A friend recently shared with me a series of quotes complied by the statistician George Box in one of this books. While Box did not take credit for all the quotes, he must have felt that the collection of them was instructive enough for them act as truisms which provide insight to the world of statistics. I’m no statistician, but I find that the sentiment of many of these quotes are just as at home in the world of computer aided engineering. In CAE, we analyze data coming from simulation models and learn by building and tweaking these models to perform our own “experiments”. So I’d like to share how I see that these quotes fit nicely into the life cycle of the typical projects conducted by CAE engineers, and I hope everyone can smile and nod at the familiarity of shared experiences.
Project Initiation and Planning
“To find out what happens when you change something, it is necessary to change it.” I knew a manager who insisted that all reports coming from his group must contain at least two analysis for comparison. Then you could properly tell a story: “The critical feature on this part is this radius. Notice that it works in the proposed design and the part breaks when I change it.” A single analysis can never deliver assurance that the result is a reasonable prediction of reality and not a symptom of a flawed model.
“Only in exceptional circumstances do you need or should you attempt to answer all the questions with one experiment.” The previous quote made the case to anticipate the need to run multiple analysis. But assuming the sufficiency of a single analysis is just as naïve as believing you can plan all the required analysis in advance. Each project is unique and will contain its own set of twist and turns that must be addressed as they arise. The best plan is to start a project with a minimal analysis intended to uncover the subsequent questions.

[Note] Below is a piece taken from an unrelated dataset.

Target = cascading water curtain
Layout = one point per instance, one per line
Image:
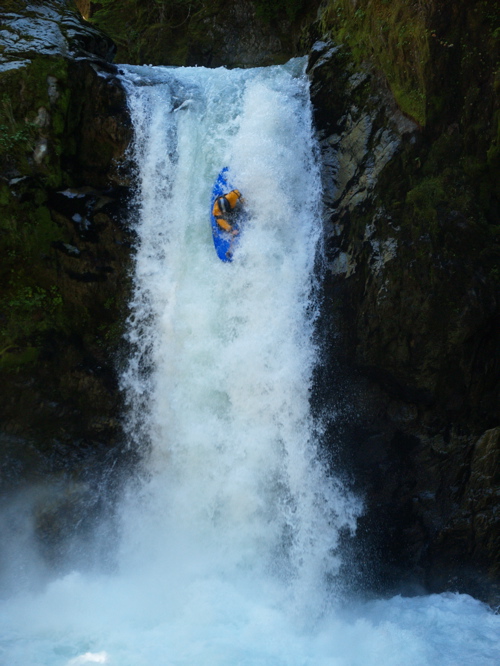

“When running an experiment the safest assumption is that unless extraordinary precautions are taken, it will be run incorrectly”. This quote is a particular favorite of mine! Learning to mitigate mistakes is essential a keeping a project on track. Of course “extraordinary precautions” such as experience and meticulous attention to detail can, and should, minimize disruptions, but it is just as important to manage our frustration arising from the work of others (or yourself!) so the project maintains a positive outlook.
“The best time to plan an experiment is after you’ve done it” – R.A. Fisher. A droll quote, but so very true. It is important to learn from each project and refine your techniques for the next project. Of course no matter how much learning you put into your next plan, you will realize that too was not perfect.
“All models are wrong; some models are useful.” This famous and profound quote is attributed to Box himself. Too often we talk about numerical accuracy as an absolute, and we lost sight of the fact that these analyses are only numerical approximations of the real world. All models will contain errors – the question is whether the model’s inaccuracies are acceptable relative to the use case. In airplane design, there is typically a very coarse finite element model that is used to calculate the global behavior of the structure and understand how loads are transmitted. This model is perfectly useful in that context, but would be completely useless to get stress at a component level. A good model is only as accurate as needed.
“It is better to solve the right problem approximately than the wrong problem exactly.” To me this is a corollary of the previous quote. A simulation that reasonably predicts physical reality is the very basis of virtual prototyping. Running multiple analyses (the original quote above) on this predictive model can lead to amazing some engineering insight of complex systems.
Project Wrap Up
“The most exciting phrase to hear in science, the one that heralds the most discoveries is not “Eureka” but ‘Now that’s funny …’” –Isaac Asimov. When looking at your results, don’t be quick to dismiss inconvenient data. These unexpected results can often uncover a software bug, a flaw in the model, or even overturn a previous held belief. This is not to say you should expect to discover the next theory of relativity, but your data may well provide evidence to overturn the conventional logic on how your company designs its top selling widgets.
“There has never been a signal without noise”. After all the data has been collected, you still need to describe the outcome of your project to others. This is an underappreciated aspect of all projects but your efforts can be wasted if you can’t effectively communicate. Don’t let anyone walk out of the room without a clear understanding of your message. You should put your conclusions up front and don’t let your message (the signal) get lost in the minutia of unimportant details (the noise).